Mais il y a plus grave. La loi française risque d’être édulcorée par un règlement européen sur les emballages qui sera voté ce mercredi 22 novembre après-midi en assemblée plénière au Parlement de Strasbourg. Transcendant les pays, les groupes et les partis, il a fait l’objet d’une âpre bataille entre les partisans de la réduction des emballages et ceux qui veulent préserver les intérêts économiques de ce secteur, qui a généré un chiffre d’affaires de 355 milliards d’euros en 2018. Personne ne sait encore qui va l’emporter. La seule certitude que l’on ait, c’est que la présidence espagnole du Conseil de l’Union européenne souhaite aboutir le plus vite possible à un accord entre le Parlement, le Conseil et la Commission pour une adoption du texte avant la fin de sa mandature en janvier prochain.

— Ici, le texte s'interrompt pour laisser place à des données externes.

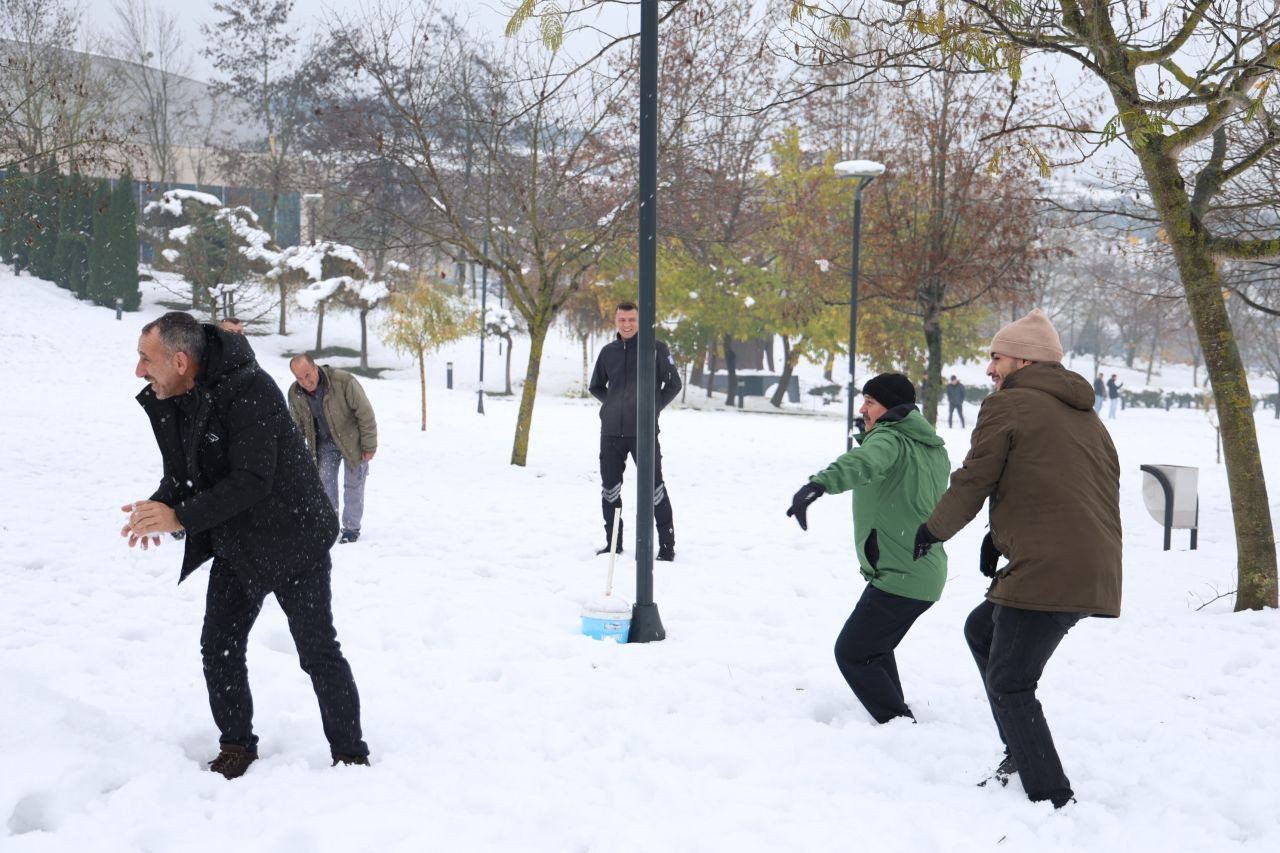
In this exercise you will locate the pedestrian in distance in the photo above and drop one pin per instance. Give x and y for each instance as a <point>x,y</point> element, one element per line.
<point>1043,459</point>
<point>1114,393</point>
<point>238,487</point>
<point>897,473</point>
<point>615,382</point>
<point>955,401</point>
<point>338,424</point>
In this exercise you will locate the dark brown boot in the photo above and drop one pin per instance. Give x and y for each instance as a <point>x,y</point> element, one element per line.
<point>233,760</point>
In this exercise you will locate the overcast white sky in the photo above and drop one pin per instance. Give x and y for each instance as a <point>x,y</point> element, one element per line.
<point>484,16</point>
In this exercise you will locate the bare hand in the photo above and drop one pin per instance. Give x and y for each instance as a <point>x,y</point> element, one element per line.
<point>147,520</point>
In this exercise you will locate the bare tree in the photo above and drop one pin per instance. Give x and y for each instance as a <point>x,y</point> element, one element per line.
<point>1188,80</point>
<point>156,63</point>
<point>510,167</point>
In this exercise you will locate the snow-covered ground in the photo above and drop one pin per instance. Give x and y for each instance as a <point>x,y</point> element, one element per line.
<point>496,725</point>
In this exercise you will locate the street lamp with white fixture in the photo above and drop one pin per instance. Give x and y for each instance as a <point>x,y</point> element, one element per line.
<point>863,172</point>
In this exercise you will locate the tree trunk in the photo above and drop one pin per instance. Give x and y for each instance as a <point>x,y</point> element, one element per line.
<point>421,378</point>
<point>508,366</point>
<point>1151,354</point>
<point>364,338</point>
<point>785,379</point>
<point>731,370</point>
<point>525,418</point>
<point>695,366</point>
<point>1202,283</point>
<point>284,305</point>
<point>933,369</point>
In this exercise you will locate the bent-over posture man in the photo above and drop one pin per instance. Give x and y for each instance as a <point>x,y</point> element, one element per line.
<point>613,383</point>
<point>1042,456</point>
<point>240,483</point>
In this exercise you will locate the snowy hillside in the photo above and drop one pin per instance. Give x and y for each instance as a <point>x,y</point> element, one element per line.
<point>496,725</point>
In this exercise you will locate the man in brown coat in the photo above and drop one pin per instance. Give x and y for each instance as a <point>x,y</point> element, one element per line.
<point>1045,460</point>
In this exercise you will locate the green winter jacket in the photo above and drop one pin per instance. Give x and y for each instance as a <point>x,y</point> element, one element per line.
<point>897,474</point>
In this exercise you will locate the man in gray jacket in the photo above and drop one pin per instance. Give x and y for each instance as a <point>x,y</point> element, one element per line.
<point>337,419</point>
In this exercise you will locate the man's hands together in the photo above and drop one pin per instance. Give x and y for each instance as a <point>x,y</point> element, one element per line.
<point>147,520</point>
<point>808,493</point>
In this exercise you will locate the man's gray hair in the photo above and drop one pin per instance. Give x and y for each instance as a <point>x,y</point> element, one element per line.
<point>179,332</point>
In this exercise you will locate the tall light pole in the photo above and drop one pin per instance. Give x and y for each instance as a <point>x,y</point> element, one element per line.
<point>863,172</point>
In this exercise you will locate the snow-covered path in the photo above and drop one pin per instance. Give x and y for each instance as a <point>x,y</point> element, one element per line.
<point>496,725</point>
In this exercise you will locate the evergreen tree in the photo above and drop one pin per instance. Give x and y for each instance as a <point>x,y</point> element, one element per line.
<point>45,222</point>
<point>123,249</point>
<point>99,245</point>
<point>23,210</point>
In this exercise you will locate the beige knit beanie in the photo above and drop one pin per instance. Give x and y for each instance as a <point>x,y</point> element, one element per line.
<point>1032,338</point>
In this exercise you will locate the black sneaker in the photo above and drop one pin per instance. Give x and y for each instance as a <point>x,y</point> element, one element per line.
<point>233,760</point>
<point>1004,771</point>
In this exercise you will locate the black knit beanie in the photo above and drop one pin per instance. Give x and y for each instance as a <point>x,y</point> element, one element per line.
<point>890,389</point>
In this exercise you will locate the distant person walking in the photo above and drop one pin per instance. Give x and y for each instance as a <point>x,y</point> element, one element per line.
<point>238,483</point>
<point>955,401</point>
<point>896,474</point>
<point>615,383</point>
<point>337,420</point>
<point>1114,392</point>
<point>1046,463</point>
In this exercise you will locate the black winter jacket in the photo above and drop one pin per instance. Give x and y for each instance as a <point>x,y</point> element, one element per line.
<point>613,383</point>
<point>246,489</point>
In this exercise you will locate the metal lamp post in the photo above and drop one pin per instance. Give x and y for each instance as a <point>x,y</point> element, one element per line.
<point>863,172</point>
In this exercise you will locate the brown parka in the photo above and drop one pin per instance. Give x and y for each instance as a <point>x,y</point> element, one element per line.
<point>1046,461</point>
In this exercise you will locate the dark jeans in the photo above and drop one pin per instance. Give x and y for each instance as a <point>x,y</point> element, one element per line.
<point>229,614</point>
<point>1011,647</point>
<point>613,461</point>
<point>864,649</point>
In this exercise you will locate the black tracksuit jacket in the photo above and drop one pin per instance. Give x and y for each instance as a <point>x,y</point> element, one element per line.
<point>613,383</point>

Un règlement sous le feu des lobbyistes

La production et la consommation d’emballages sont en augmentation dans l’Union européenne. Les déchets qu’ils engendrent représentaient 188 kilos par habitant en 2021, soit une hausse de près de 11 kilos par rapport à l’année précédente, d’après une étude d’Eurostat. «Sans mesures nouvelles, le volume des déchets plastiques augmentera de 46% en 2030 et jusqu’à 60% en 2040», avait rappelé en début d’année l’eurodéputée belge Frédérique Ries, la rapporteure du règlement. Avec des impacts sur les émissions de gaz à effet de serre et donc sur le réchauffement climatique mais également sur notre santé et la biodiversité. D’où ce fameux règlement dit PPWR (Packaging and Packaging Waste Regulation) proposé par la Commission européenne pour réduire leur quantité.

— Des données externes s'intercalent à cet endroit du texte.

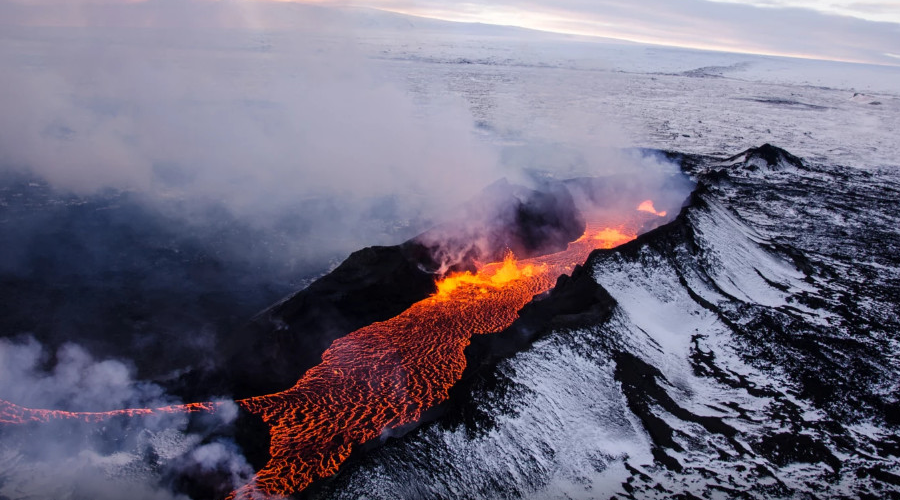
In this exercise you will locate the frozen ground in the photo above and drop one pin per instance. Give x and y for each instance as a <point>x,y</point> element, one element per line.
<point>689,336</point>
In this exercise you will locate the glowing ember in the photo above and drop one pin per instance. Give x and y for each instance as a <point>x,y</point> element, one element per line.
<point>613,237</point>
<point>387,374</point>
<point>647,206</point>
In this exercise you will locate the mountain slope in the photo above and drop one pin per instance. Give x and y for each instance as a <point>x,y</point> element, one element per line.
<point>751,353</point>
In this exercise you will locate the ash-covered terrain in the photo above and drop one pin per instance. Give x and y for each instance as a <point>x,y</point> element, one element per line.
<point>748,349</point>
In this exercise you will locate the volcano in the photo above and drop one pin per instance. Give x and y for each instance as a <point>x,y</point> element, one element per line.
<point>742,348</point>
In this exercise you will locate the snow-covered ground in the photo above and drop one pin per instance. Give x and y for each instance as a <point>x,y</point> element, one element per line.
<point>565,423</point>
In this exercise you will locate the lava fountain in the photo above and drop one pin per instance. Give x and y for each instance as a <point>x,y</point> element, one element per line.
<point>385,375</point>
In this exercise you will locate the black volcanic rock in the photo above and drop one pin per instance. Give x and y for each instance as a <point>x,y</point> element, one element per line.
<point>765,156</point>
<point>377,283</point>
<point>749,353</point>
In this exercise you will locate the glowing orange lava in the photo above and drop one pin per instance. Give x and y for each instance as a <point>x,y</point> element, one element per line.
<point>387,374</point>
<point>647,206</point>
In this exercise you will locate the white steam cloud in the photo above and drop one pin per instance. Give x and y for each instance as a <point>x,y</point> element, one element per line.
<point>69,460</point>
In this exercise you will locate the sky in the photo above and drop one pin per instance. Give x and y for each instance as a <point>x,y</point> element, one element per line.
<point>844,30</point>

Depuis deux ans maintenant qu’il est en discussion, le texte était plutôt passé sous les radars. Mais au mois d’avril dernier, les représentants du plastique, du carton et du fast-food s’en sont mêlés et se sont unis sous le slogan trompeur ensemble pour un emballage durable, afin de réclamer une pause législative et un adoucissement des articles. Parmi les signataires, MacDonald’s, Dunkin ou Yum! (KFC, Pizza Hut, Taco Bell). MacDonald a également produit une étude très controversée concluant notamment que les solutions de réemploi généreraient plus d’effets négatifs que les emballages jetables. Un lobbying dénoncé par le député européen Pascal Canfin dans une tribune parue dans le journal Libération au mois d’avril dernier mais aussi par des scientifiques.

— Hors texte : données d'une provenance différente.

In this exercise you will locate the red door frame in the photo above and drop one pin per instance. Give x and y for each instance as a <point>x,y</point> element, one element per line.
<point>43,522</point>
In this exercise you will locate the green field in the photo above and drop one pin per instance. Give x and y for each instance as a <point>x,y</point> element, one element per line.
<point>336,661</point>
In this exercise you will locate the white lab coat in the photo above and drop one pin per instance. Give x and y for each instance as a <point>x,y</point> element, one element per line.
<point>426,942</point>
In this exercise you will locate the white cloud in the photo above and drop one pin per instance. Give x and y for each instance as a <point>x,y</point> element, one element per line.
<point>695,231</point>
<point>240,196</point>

Le danger d’un recul en France

Des avancées notables devraient, certes, être actées sur l’interdiction de substances comme les polluants éternels ou le bisphénol A dans les emballages. Mais des reculs sont encore possibles. «Des députés pourraient intervenir pour restreindre au plastique et aux composites la liste des matériaux concernés par l’interdiction des emballages à usage unique pour la restauration sur place», prévient la députée du groupe des Verts Marie Toussaint. Certains groupes de parlementaires réclament également le retrait pur et simple de l’interdiction des emballages jetables en restauration sur place et pour les sauces et condiments. S’ils l’emportent ce mercredi, la loi française, qui va plus loin avec sa vaisselle réutilisable, pourrait être remise en cause. «C’est un danger car le règlement sera d’application directe et immédiate dans tous les Etats européens», nous explique encore Marie Toussaint. Les fast-food pourraient alors servir de nouveau sur site des gobelets jetables en carton mêlé à du plastique, ou encore des boîtes en carton imprimé.

En attendant l’issue du vote, la coalition européenne Rethink Plastic Alliance représentée par les ONG environnementales Surfrider Foundation Europe, Zero Waste Europe, Zero Waste France et European Environmental Bureau a manifesté ce mardi devant le Parlement européen pour défendre les principes de réduction des emballages et de réemploi des contenants.